Here are some really easy tips to make your website more accessible. This list is not exhaustive, but rather a list of the most common accessibility issues I come across. 

Font size

As a minimum your fonts should be at least 16px. Depending on your chosen font, you might want to make this even bigger. The font I use on my site is small so my base font size is 20px.

Page Structure

Headings sign post users to different content on your page. It makes your content easy for people to skim-read, and pinpoint the information they want whether they use a screen reader or not.

You should only have a single H1 heading on a page, and then the rest should be nested. Here’s an example:

  • H1
    • H2
    • H2
      • H3
      • H3
      • H3
    • H2
    • H2
      • H3
        • H4

Alt descriptions on images 

People who have a visual impairment will likely use a screen reader to read your content aloud. They can’t read images but they can read the description you give them.

Different kinds of images need different kinds of alt descriptions. The Web Accessibility Initiative is a great resource on this, and goes into this in great depth.

Colour Contrast

White text on a yellow background will be difficult to read even if you have 20:20 vision. 

Make sure that there’s enough contrast between your fonts and background colours by using the Web Aim Contrast Checker.



When screen readers come across emojis they read the emoji description, no matter how many times the emoji is repeated. 

So be wary of emoji bombing (where you repeat the same emoji) because your visitor will have the same description read aloud for each time you’ve placed it on the screen. 

If you’ve ever heard a screen reader read an emoji, you’ll find that it gets very old very quickly. 

I used to be a regular emoji bomber until a friend sent me a recording of my Instagram bio read through a screen reader. I still cringe when I think about it.

Also avoid replacing words with emojis too, because that can be really confusing.


Link Wording 

Make your links as descriptive as possible and add the hyperlink to those words. 

Example: ‘Visit the Kim Scotland Web Design website’, rather than ‘Click here to visit the Kim Scotland Web Design website’. 

People who use screen readers will often tab through the links on the page. If every link is worded as ‘click here’ they won’t know what they’re clicking on.


Provide transcripts and captions on videos

Adding captions and transcripts for videos is good for your users and your website too.

Users can watch with the sound off and still consume the content of your video, or they can read the transcript at their own pace.

One underrated benefit of transcripts is that it will help your search engine rankings.
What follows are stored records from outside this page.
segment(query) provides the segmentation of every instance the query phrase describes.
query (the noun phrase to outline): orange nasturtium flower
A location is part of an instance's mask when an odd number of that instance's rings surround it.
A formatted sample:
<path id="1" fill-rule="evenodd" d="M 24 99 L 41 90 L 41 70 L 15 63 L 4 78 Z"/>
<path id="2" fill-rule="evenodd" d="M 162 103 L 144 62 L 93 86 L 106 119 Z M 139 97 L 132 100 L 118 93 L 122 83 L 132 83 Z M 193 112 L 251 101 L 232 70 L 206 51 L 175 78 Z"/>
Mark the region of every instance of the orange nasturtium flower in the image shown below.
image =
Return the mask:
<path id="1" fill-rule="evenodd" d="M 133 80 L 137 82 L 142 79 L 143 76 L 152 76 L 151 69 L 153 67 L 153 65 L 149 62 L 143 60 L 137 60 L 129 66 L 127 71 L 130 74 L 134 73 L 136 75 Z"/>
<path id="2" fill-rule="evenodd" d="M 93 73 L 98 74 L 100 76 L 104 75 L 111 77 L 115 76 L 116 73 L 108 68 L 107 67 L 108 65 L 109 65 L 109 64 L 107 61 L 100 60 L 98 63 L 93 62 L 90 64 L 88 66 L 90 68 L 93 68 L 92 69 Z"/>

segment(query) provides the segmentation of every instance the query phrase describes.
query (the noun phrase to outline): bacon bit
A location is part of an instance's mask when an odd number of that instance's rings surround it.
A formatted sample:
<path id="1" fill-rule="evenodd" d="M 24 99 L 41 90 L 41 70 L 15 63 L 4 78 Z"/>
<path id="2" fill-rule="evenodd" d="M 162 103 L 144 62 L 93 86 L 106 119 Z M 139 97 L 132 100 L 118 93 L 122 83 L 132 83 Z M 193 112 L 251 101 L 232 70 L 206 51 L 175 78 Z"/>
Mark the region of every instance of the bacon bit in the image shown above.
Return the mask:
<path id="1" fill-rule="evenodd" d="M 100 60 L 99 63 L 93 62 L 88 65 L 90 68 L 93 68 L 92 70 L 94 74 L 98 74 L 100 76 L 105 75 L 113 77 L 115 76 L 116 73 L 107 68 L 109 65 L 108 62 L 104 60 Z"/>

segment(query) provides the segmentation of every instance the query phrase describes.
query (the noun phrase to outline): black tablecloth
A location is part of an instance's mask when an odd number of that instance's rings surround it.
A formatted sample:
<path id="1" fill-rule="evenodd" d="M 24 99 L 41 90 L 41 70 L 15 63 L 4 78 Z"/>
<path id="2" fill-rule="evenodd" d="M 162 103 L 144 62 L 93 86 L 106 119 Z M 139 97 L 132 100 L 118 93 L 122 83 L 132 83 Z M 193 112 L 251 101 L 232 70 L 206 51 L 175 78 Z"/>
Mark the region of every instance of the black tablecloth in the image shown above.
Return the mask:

Currently search engines can’t ‘read’ videos, but they can read text.


Use inclusive language

Inclusive language is about being respectful to everyone no matter who they are. It means using words that make everyone feel included and respected. Using gender neutral terms, avoiding stereotypes and making assumptions based on race, religion, age, class and all that jazz.


Having a not-very-inclusive website does not make you a bad person


If you’ve read this list and are now realised that your website doesn’t include many or any of these inclusive design features, it’s okay. 


Often when we start thinking about inclusivity we realise how we may have inadvertently been excluding people from different parts of our business.


And we feel bad, right? Because we’ve all felt excluded at one point or another in our lives, and the thought of inflicting that feeling on other people can evoke feelings of guilt or shame.


It wasn’t deliberate. 


You didn’t know what you didn’t know (ah that old chestnut). 


But now you do know. And when you know better, you can do better. 



Inclusive web design is all about creating websites that can be used by people of all abilities and backgrounds.


It’s important because it makes sure that anyone can browse the web and interact with websites in a way that is easy for them.


More than that, inclusive web design means everyone gets a better user experience, not just people with disabilities.


End users and businesses both benefit from using inclusive websites. Users get a great user experience, making them more likely to buy a service or product which benefits business owners.